Understanding HBM design challenges

This entry was posted on Thursday, April 19th, 2018.

HBM2 @ 256GB/s

As Semiconductor Engineering’s Ann Steffora Mutschler observes, high-bandwidth memory (HBM) enables lower power consumption per I/O, as well as higher bandwidth memory access with a more condensed form factor. This is accomplished by stacking memory dies directly on top of each other – and sharing the same package as an SoC or GPU core using a silicon interposer. Each pin drives a much shorter trace and runs at a lower frequency – resulting in significantly lower switching power.

“High-bandwidth performance gains are achieved by a very wide I/O parallel interface,” Mutschler explains.

“HBM1 can deliver 128GB/s, while HBM2 offers 256GB/s maximum bandwidth. Memory capacity is easily scaled by adding more dies to the stack – or adding more stacks to the system-in-package.”

As Frank Ferro, a senior director of product management at Rambus notes, HBM takes existing DRAM with 2.5D technology and moves it closer to the processor using a fatter data pipe. This paradigm accelerates data throughput – effectively reducing the amount of power required to drive a signal and cutting RC delay.

“Originally, high-bandwidth memory was seen by the graphics companies as a clear step in the evolutionary direction,” Ferro tells Semiconductor Engineering. “But then the networking and data center community realized HBM could add a new tier of memory in their memory hierarchy for more bandwidth and all the things that are driving the datacenter: lower latency access, faster access, less delay and lower power. As a result, HBM design activities have picked up pace in these market segments.”

HBM design challenges

Perhaps not surprisingly, there are a number of HBM design factors that must be taken into consideration. For example, the challenge from a system design perspective often revolves around fitting more bandwidth in a reasonable area on the chip – and within a reasonable power profile. In general, HBM is considered quite efficient from a power and area perspective because it exploits 3D stacking technology.
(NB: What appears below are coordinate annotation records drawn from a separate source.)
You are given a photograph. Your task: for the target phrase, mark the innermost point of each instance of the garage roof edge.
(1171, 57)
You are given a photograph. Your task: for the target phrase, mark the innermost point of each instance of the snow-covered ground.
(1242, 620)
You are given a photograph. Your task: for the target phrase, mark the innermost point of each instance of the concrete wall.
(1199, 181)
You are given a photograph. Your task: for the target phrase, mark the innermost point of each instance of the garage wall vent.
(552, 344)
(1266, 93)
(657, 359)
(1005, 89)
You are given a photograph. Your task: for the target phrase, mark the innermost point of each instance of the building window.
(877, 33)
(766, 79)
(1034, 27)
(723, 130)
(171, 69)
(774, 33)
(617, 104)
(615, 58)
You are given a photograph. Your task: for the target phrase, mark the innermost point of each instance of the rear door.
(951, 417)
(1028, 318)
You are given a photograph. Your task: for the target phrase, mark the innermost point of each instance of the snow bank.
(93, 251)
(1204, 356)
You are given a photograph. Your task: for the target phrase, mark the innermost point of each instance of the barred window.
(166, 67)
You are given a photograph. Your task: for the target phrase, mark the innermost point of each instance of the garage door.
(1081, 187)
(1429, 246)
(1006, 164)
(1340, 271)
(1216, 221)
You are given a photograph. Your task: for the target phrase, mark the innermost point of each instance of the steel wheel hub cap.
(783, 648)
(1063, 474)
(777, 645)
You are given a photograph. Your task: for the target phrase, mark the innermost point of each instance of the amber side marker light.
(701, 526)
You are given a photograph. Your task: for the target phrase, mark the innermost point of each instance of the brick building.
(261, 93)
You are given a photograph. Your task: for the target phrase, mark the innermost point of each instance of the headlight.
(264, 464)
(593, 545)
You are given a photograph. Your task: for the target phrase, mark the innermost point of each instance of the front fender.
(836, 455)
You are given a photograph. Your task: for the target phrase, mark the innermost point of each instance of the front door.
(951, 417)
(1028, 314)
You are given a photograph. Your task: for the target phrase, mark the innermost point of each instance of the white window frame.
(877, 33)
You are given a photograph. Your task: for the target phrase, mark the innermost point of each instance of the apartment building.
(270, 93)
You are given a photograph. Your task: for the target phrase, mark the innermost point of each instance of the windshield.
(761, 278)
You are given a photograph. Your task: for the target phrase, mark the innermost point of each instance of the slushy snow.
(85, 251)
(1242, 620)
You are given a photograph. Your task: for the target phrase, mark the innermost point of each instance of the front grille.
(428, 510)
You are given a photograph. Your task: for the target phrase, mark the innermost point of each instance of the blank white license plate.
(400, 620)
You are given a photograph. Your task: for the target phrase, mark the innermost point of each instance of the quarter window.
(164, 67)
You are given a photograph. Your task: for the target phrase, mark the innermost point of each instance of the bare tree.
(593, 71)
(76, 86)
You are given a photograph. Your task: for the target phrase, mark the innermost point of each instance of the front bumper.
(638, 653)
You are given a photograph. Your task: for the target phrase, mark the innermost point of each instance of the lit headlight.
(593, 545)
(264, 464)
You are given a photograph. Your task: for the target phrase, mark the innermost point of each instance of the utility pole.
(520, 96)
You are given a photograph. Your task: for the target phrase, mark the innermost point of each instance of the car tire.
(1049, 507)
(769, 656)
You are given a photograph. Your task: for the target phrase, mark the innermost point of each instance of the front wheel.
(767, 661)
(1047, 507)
“[However], the tradeoff here is cost, as HBM 2 is more expensive. So far, the primary applications of this technology are tied to some form of advanced packaging—2.5D or high-end fan-outs—which have been developed with high-performance in mind rather than cost,” Mutschler elaborates. “The alternative is some combination of DDRs and/or GDDRs, which can be combined to achieve more performance than a traditional DRAM solution. [However, this configuration would] require a larger area and more chips.”

Indeed, says Ferro, companies have to decide if they want to use 5 or 10 DDRs, multiple GDDRs or a single HBM stack.

“What are the system tradeoffs, power tradeoffs and performance tradeoffs? [These are important questions to consider], because SerDes has been driving up to 56 or 112 GB,” he tells the publication. “So, there are all of these very high-speed links in the system and now you’re moving data very rapidly, but now you have to start to store it and process it very rapidly, too. As a result, we continue to see in the networking market and in the enterprise market [engineering teams asking] how to get more memory bandwidth to go with all this moving of data around.”

HBM, GDDR6 and automotive memory

Ferro also notes that while power is always an important consideration, there is more of an emphasis on cost versus bandwidth in the automotive sector. Put simply, performance and price are neck and neck, with power coming in at third place.

“Chipmakers are looking at memory systems that can handle bandwidth greater than 100 Gbps and higher as you get into different levels of driver assisted cars – and ultimately self-driving cars,” Ferro tells Semiconductor Engineering. “In order to do that, the number of memory choices starts to narrow down quite a bit in terms of what can provide you with the necessary bandwidth to process all that data that is coming in.”

As Ferro points out, some of the early advanced driver-assistance systems (ADAS) system designs included both DDR4 and LPDDR4 because that was what was available at the time, although have their advantages and disadvantages.

“DDR4 is obviously the cheapest option available and those are in the highest-volume productions,” he adds. “They are certainly very cost-effective and very well understood. Doing error correction on DDR4 is simpler and well understood. LPDDR4 was also an option that was used, as well.”

Moving forward, says Ferro, the automotive industry can expect a range of memory types to coexist in different systems.

“If [systems] are heavily cost-driven, then they are going to be looking at something like DDR or maybe even LPDDR4,” he states. “But if they are heavily bandwidth-driven, [system designers] will be looking at something like HBM or GDDR. It’s really a function of where you are in your architecture stage.”

In addition, says Ferro, there are also various levels of ADAS capabilities to consider, as well as what’s required for the system and shipping timeframe.

“If you are getting a system shipping this year, it would have a different solution than systems being developed for next year or the year after that,” he continues. “Those are all the things that we are seeing on the continuum of time-to-market versus cost.”

On the high-performance side, says Ferro, the bandwidth-power tradeoff is the key challenge from a system-design standpoint. For example, how does an engineer get more bandwidth to fit in a reasonable area on a chip with reasonable power consumption?

“If you have an HBM [design], it is very efficient from a power and area standpoint because it uses 3D stacking technology, so from a power efficiency point of view, HBM is fantastic,” he concludes. “And from an area standpoint, one HBM stack takes up a relatively small amount of space, so that’s a really nice-looking solution from a power-performance perspective. You get great density, you get great power, low power, within a small area.”